La seconda riferita dal Colucci, che è questa

 

                         DIS MANIB

                         MOSCHIDE

                         PRIMIGENIVS

                         CONTVBERNAL

                          HC CVSINIVS

                          CY. PHERVS

 

Il Sarti notava che dovevasi leggere non DEO, ma DEOR deorum, perché dopo la O trovò il marmo rotto, e che la gente Tusidia è notissima nel Piceno. Quella riferita dal Colucci è noverata dai Cingolani tra le iscrizioni spettanti all'antico sito di S. Vittore, della quale il colto signor Marchese Filippo Raffaelli ci darà contezza e schiarimento.

     Gli oggetti sopraricordati che tornarono a veder la luce dal sito, di cui si è parlato, appartengono senza dubbio ai tempi gentileschi; onde se si facessero investigazioni nell'interno dei muri della chiesa e del monastero annesso, potrebbero presentarsi tracce di qualche tempio profano.

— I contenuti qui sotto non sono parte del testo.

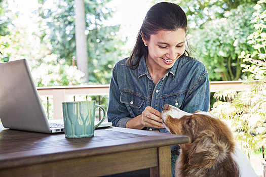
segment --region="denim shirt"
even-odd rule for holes
[[[134,70],[126,66],[127,59],[119,61],[112,70],[107,109],[108,120],[112,126],[125,127],[128,120],[141,114],[147,106],[160,112],[165,104],[188,113],[208,111],[209,78],[200,62],[181,56],[156,85],[144,56]],[[146,129],[169,133],[166,128]]]

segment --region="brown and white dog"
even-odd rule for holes
[[[180,145],[175,176],[257,176],[229,127],[210,113],[187,113],[166,104],[162,117],[171,134],[191,139]]]

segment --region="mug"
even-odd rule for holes
[[[105,118],[105,110],[95,101],[62,102],[65,136],[66,138],[83,138],[94,135],[94,129]],[[95,109],[101,109],[103,116],[94,125]]]

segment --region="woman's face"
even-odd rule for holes
[[[171,68],[185,52],[185,31],[183,29],[162,30],[150,35],[149,41],[142,40],[147,46],[149,63],[157,67]]]

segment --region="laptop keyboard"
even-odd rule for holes
[[[62,123],[56,123],[49,122],[50,127],[51,128],[61,128],[64,127],[64,124]]]

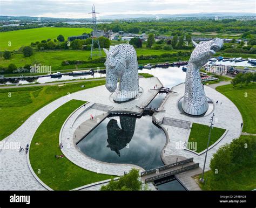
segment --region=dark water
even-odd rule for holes
[[[186,191],[174,176],[156,180],[154,183],[160,191]]]
[[[152,123],[151,116],[121,116],[106,119],[77,146],[98,161],[149,170],[164,165],[160,152],[165,142],[163,130]]]

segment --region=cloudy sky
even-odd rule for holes
[[[255,0],[0,0],[0,15],[86,18],[115,14],[256,12]]]

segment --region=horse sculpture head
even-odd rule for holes
[[[106,87],[110,92],[114,92],[117,86],[118,78],[122,75],[122,60],[117,58],[119,49],[117,46],[111,46],[109,51],[103,48],[106,55],[105,62],[106,66]]]
[[[196,47],[191,53],[190,62],[198,67],[207,63],[208,60],[223,46],[223,40],[214,38],[210,41],[200,41],[199,44],[192,40]]]

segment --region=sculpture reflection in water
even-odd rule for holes
[[[114,151],[120,157],[120,151],[125,147],[128,147],[129,143],[133,136],[135,130],[136,118],[134,117],[120,117],[121,128],[118,126],[117,121],[112,119],[107,125],[107,147]]]

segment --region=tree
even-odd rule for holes
[[[8,66],[8,68],[7,68],[7,72],[11,73],[16,70],[17,70],[16,65],[14,64],[10,64]]]
[[[178,36],[176,34],[172,40],[172,46],[173,48],[175,48],[176,47],[176,44],[178,43]]]
[[[117,181],[112,179],[108,184],[102,186],[105,191],[139,191],[142,189],[142,182],[139,180],[139,170],[132,169],[130,172],[121,176]]]
[[[132,38],[129,43],[136,48],[142,47],[142,40],[139,38]]]
[[[10,59],[11,57],[11,53],[7,50],[4,51],[3,57],[4,59]]]
[[[65,38],[62,34],[59,34],[57,37],[57,39],[60,42],[63,42],[65,40]]]
[[[147,38],[147,47],[151,48],[154,42],[154,35],[153,33],[150,33]]]
[[[30,46],[25,46],[23,48],[23,55],[25,57],[29,57],[33,54],[33,48]]]
[[[109,38],[101,36],[99,38],[99,45],[101,48],[108,48],[110,46],[110,40]]]

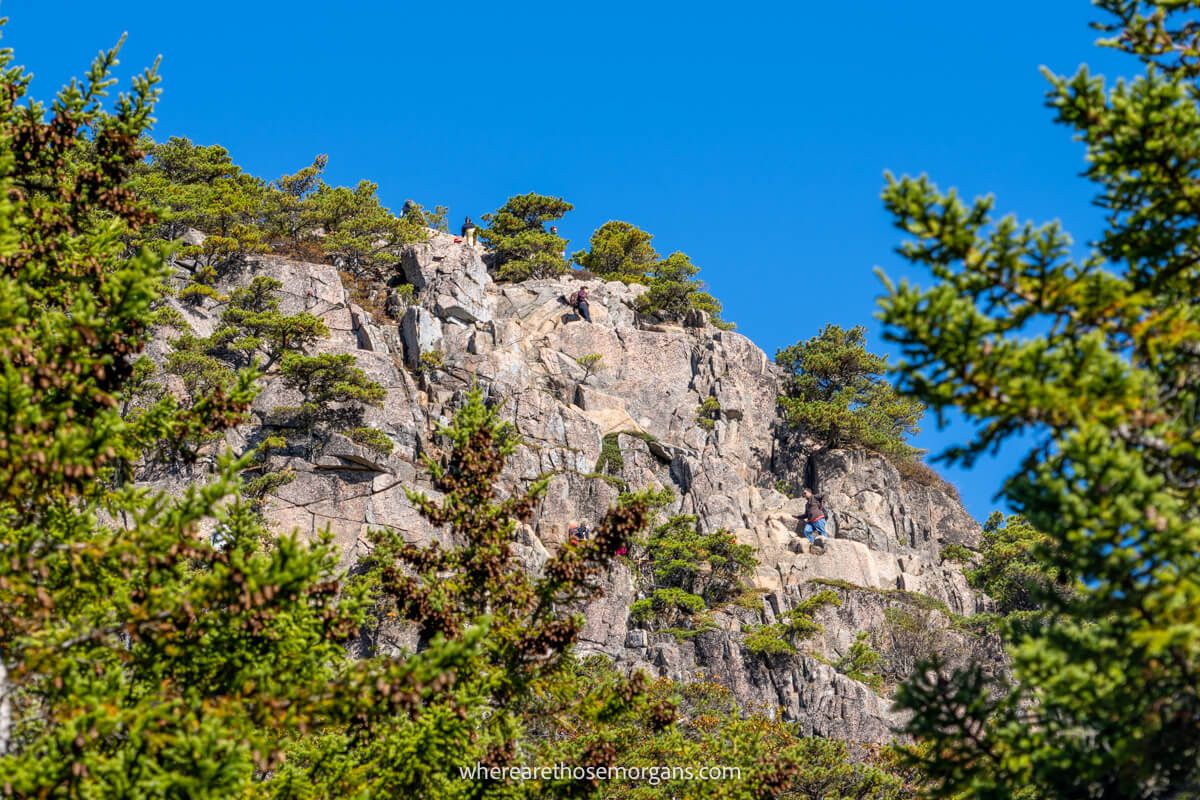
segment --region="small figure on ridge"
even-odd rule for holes
[[[812,489],[804,489],[804,499],[808,501],[804,505],[804,535],[809,537],[810,542],[823,551],[826,545],[824,498],[820,494],[812,494]],[[814,530],[817,531],[816,540],[812,539]]]

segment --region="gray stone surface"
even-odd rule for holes
[[[452,236],[407,246],[402,269],[419,293],[398,326],[350,305],[329,265],[266,258],[238,277],[264,272],[282,281],[284,311],[307,309],[330,329],[316,349],[353,354],[386,391],[364,421],[389,435],[390,455],[334,437],[319,452],[271,462],[272,469],[296,473],[268,503],[278,529],[316,536],[328,528],[347,566],[362,554],[362,535],[371,527],[391,528],[410,541],[445,541],[444,531],[419,517],[404,488],[431,492],[421,457],[434,445],[436,426],[449,421],[464,390],[478,383],[503,402],[503,415],[524,440],[504,483],[512,488],[553,476],[516,542],[529,570],[540,569],[565,541],[569,521],[598,522],[620,482],[635,489],[670,487],[674,499],[664,513],[696,515],[702,530],[726,529],[755,548],[751,583],[761,607],[719,608],[715,627],[684,640],[631,622],[629,607],[643,589],[624,563],[613,565],[600,596],[583,609],[581,652],[679,680],[710,675],[748,708],[768,709],[809,733],[854,741],[893,735],[900,720],[887,697],[828,663],[836,663],[858,631],[871,632],[884,646],[884,609],[911,596],[906,593],[935,608],[930,626],[938,630],[949,619],[938,608],[955,614],[986,608],[961,570],[941,558],[947,543],[973,547],[979,537],[950,491],[904,480],[878,456],[824,451],[803,433],[782,429],[775,402],[781,375],[767,355],[703,315],[691,315],[685,325],[640,324],[634,303],[644,287],[587,282],[593,321],[586,323],[564,302],[578,282],[493,284],[481,252]],[[211,331],[217,315],[216,308],[186,311],[199,335]],[[161,359],[168,349],[155,342],[150,353]],[[419,372],[420,354],[428,350],[442,351],[444,367]],[[601,366],[586,374],[578,359],[589,354],[599,354]],[[712,429],[696,422],[706,397],[720,404]],[[256,420],[230,439],[252,440],[269,409],[295,399],[269,375]],[[593,473],[610,434],[624,463],[612,480],[601,480]],[[815,480],[828,497],[833,539],[824,553],[810,552],[797,539],[803,503],[775,489],[781,480],[794,488]],[[745,650],[745,626],[775,621],[822,582],[857,589],[844,591],[836,610],[822,612],[818,637],[793,656]],[[380,636],[389,648],[409,646],[410,631]]]

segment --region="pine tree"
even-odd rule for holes
[[[268,548],[239,464],[173,497],[115,480],[162,440],[241,419],[252,375],[190,407],[136,356],[167,275],[124,185],[157,76],[104,110],[116,50],[52,110],[0,52],[0,793],[232,796],[310,721],[361,618],[331,553]],[[124,413],[124,414],[122,414]],[[202,531],[216,527],[224,545]]]
[[[606,222],[592,234],[590,249],[581,249],[572,259],[602,278],[642,282],[659,260],[653,239],[628,222]]]
[[[924,407],[887,381],[887,359],[868,351],[862,325],[826,325],[776,353],[775,363],[788,373],[779,398],[788,425],[829,447],[869,447],[899,459],[917,455],[905,438],[917,432]]]
[[[721,321],[721,303],[703,290],[703,282],[696,276],[700,267],[684,253],[671,253],[654,264],[646,278],[649,290],[637,299],[637,309],[643,314],[656,314],[666,319],[680,319],[689,311],[702,311],[719,327],[732,327]]]
[[[530,192],[485,213],[479,237],[492,251],[497,275],[504,281],[528,281],[565,273],[566,240],[546,230],[546,223],[562,219],[574,207],[560,197]]]
[[[925,178],[883,193],[931,270],[888,284],[901,387],[1026,447],[1004,495],[1052,546],[1048,621],[1010,642],[1013,685],[922,670],[902,690],[942,794],[1194,796],[1200,786],[1200,61],[1195,4],[1102,0],[1106,47],[1145,73],[1048,73],[1106,228],[1081,258],[1057,223],[996,219]],[[1074,170],[1074,166],[1063,166]],[[1020,438],[1018,438],[1020,437]],[[936,664],[935,664],[936,667]],[[1024,794],[1022,794],[1024,793]]]

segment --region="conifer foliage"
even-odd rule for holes
[[[776,353],[775,363],[788,373],[779,402],[790,425],[830,447],[869,447],[900,459],[917,455],[905,439],[917,432],[924,407],[887,380],[887,360],[866,349],[863,326],[826,325]]]
[[[510,197],[494,213],[484,215],[479,237],[492,251],[497,275],[505,281],[552,278],[566,272],[566,240],[546,225],[574,209],[560,197],[529,192]]]
[[[900,694],[943,794],[1200,786],[1198,8],[1097,5],[1102,43],[1145,72],[1108,85],[1086,67],[1048,73],[1105,213],[1091,252],[1075,258],[1057,223],[997,219],[990,197],[965,201],[924,176],[889,176],[883,192],[902,254],[934,276],[888,283],[901,387],[974,425],[948,453],[962,463],[1032,444],[1004,494],[1051,542],[1032,551],[1034,572],[1078,579],[1045,593],[1048,621],[1012,642],[1014,685],[930,669]]]
[[[592,234],[589,249],[581,249],[572,259],[605,279],[647,284],[637,301],[643,314],[678,321],[690,311],[702,311],[718,327],[732,329],[731,323],[721,320],[720,301],[696,277],[700,267],[685,253],[661,258],[653,239],[628,222],[606,222]]]

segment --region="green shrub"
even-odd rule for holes
[[[635,601],[630,606],[630,615],[642,624],[656,621],[662,626],[671,626],[691,621],[706,608],[703,597],[668,587],[655,589],[649,597]]]
[[[745,628],[742,646],[758,656],[780,656],[796,652],[788,642],[790,632],[778,622],[770,625],[750,625]]]
[[[445,356],[442,354],[442,350],[426,350],[421,353],[421,357],[418,361],[421,365],[421,369],[426,372],[433,372],[445,366]]]
[[[967,570],[967,582],[995,600],[1002,614],[1040,610],[1054,593],[1069,591],[1062,573],[1046,566],[1044,553],[1052,545],[1024,517],[994,512],[984,523],[978,561]]]
[[[718,319],[721,303],[703,291],[703,283],[695,276],[700,267],[684,253],[672,253],[647,273],[648,289],[637,299],[637,309],[666,319],[682,319],[689,311],[702,311]]]
[[[590,249],[581,249],[571,259],[606,281],[641,283],[659,260],[652,239],[628,222],[606,222],[592,234]]]
[[[594,471],[605,475],[616,475],[625,468],[625,457],[620,455],[620,445],[617,441],[617,433],[606,433],[600,440],[600,458],[596,459]]]
[[[492,251],[502,281],[551,278],[568,271],[566,240],[546,230],[574,206],[563,198],[533,192],[509,198],[494,213],[485,213],[479,237]]]
[[[392,287],[392,291],[400,297],[400,301],[406,306],[412,306],[416,302],[416,287],[412,283],[398,283]]]
[[[850,650],[834,664],[834,668],[847,678],[878,690],[883,686],[883,676],[878,673],[881,660],[882,656],[871,646],[870,634],[859,631]]]
[[[583,383],[587,383],[588,378],[598,372],[602,372],[607,367],[604,362],[604,356],[599,353],[587,353],[581,355],[575,360],[575,363],[583,367]]]
[[[696,425],[712,431],[716,427],[716,421],[721,419],[721,403],[709,395],[696,407]]]
[[[757,561],[754,547],[727,530],[701,533],[696,517],[677,515],[658,525],[644,543],[643,577],[655,587],[678,587],[701,595],[707,606],[726,602],[744,589]]]
[[[829,447],[857,446],[898,462],[918,451],[905,438],[917,432],[924,407],[901,397],[884,378],[887,359],[868,353],[866,329],[826,325],[818,336],[785,348],[775,362],[788,373],[780,407],[788,425]]]

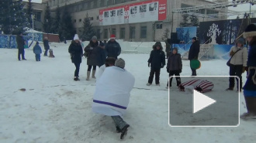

E forse più probabilmente questa ricerca potrebbe sortire il bramato effetto scavando all'intorno delle accennate mura, ove sia vero ciò che si legge nella iscrizione ivi infissa, che cioè nel 1488 dal canonico Leopardi commendatario di quella pervetusta Abbadia si fosse trovato quel Tempio uguagliato al suolo, e perciò da lui rifabbricato.

Questo è quanto io ho raccolto rapporto agli scavi di San Vittore in Arcione, luogo distante quattro o cinque miglia da Cingoli presso al fiume Musone tra levante e tramontana; e la comunicazione che ne dò varrà almeno a dimostrare la buona volontà, che ho sempre nutrita di serbare memoria d’ogni anticaglia, anche di minore importanza, e massimamente se si riferisce a cose patrie, o delle cotermini provincie.